Jackets, leather boots and fights in the America of the 1960s. The biker film The Bikeridersbroadcast Thursday December 19 at 9:10 p.m. on Canal+, finds its primary inspiration in a cult documentary work.
Worn by the intimidating trio Austin Butler, Tom Hardy and Jodie Comer, the feature film The Bikeridersreleased in theaters last June, takes its title and inspiration from the eponymous photography book published in 1967 by Danny Lyon. This work, given to Jeff Nichols by his brother, served as a starting point for the story of the film, although the director took liberties by relying mainly on the emblematic clichés that he sometimes recreated on the screen. screen. “My brother showed it to me. My older brother Ben, who plays in a band called Lucero, was always the coolest one in the family and always listened to the best music. I found it on the floor of his apartment and was immediately smitten. The reason I am drawn to this book is that it is a toolkit for depicting a subculture“, explained the main interested party in a long interview with Screen Rant.

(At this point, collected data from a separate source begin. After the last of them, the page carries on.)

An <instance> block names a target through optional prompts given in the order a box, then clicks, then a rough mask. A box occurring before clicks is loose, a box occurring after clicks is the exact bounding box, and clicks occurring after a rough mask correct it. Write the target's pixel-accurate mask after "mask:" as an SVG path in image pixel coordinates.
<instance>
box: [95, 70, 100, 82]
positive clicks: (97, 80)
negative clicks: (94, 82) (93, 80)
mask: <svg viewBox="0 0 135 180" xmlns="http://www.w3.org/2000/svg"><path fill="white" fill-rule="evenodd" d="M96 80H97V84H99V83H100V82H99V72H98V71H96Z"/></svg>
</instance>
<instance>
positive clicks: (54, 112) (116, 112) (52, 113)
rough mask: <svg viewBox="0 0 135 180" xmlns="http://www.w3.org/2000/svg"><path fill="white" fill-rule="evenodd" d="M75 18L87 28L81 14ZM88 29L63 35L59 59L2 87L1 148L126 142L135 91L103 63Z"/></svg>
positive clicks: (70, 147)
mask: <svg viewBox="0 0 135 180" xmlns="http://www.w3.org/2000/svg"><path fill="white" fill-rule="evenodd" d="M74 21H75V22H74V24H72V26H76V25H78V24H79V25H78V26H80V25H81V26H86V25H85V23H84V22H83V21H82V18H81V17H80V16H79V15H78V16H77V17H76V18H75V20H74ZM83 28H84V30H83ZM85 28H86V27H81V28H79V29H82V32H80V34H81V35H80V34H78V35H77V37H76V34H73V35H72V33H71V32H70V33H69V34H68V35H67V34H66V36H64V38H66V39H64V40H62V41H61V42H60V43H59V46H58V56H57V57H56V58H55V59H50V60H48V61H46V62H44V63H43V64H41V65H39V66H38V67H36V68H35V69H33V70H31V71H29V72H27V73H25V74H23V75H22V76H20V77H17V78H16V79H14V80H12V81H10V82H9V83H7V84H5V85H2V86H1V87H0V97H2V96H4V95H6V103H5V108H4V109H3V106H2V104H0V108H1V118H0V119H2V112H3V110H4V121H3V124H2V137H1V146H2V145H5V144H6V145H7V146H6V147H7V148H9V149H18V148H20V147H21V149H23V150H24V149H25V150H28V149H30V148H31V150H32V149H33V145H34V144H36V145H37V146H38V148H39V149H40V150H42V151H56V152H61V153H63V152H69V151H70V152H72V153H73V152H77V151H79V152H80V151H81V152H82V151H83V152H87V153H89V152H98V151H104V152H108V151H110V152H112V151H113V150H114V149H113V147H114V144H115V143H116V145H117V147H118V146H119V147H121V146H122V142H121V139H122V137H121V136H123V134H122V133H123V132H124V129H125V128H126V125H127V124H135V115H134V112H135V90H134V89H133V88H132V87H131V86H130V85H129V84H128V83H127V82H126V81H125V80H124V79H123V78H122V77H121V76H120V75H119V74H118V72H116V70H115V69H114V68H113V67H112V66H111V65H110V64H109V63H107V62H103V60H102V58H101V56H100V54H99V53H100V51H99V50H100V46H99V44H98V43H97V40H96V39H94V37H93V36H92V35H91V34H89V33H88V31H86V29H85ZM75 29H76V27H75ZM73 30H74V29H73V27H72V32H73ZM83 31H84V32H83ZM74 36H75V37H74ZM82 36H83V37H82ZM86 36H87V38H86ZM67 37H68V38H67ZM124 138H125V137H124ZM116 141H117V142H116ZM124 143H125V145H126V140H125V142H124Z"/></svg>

“You have these photographs that are super poetic and fascinating, but then you have these interviews that Danny did that take the veneer away. They are less romantic, more realistic, and you begin to see how these people’s brains work, why they are attracted to this community and a lifestyle like this.“, continued Jeff Nichols. In his feature film, Danny Lyon is played by Mike Faist, strengthening the link between this beautiful book and its film adaptation.
An intimate insight into the daily life of bikers
Danny Lyon’s book is a visual immersion into the Chicago Outlaws Motorcycle Club, a motorcycle gang that still exists and remains a notorious rival of the Hell’s Angels. Published for the first time in France after eight American editions, this flagship work of documentary photography immerses the reader in the raw and marginal world of bikers. Enriched with portraits of the period, the work is not limited to its photos. As Jeff Nichols mentioned, it also includes a series of author-led interviews with gang members that capture the voices and experiences of these two-wheelers. Like the film, it is a tribute to these men and women on the margins of society, these freedom-loving rebels.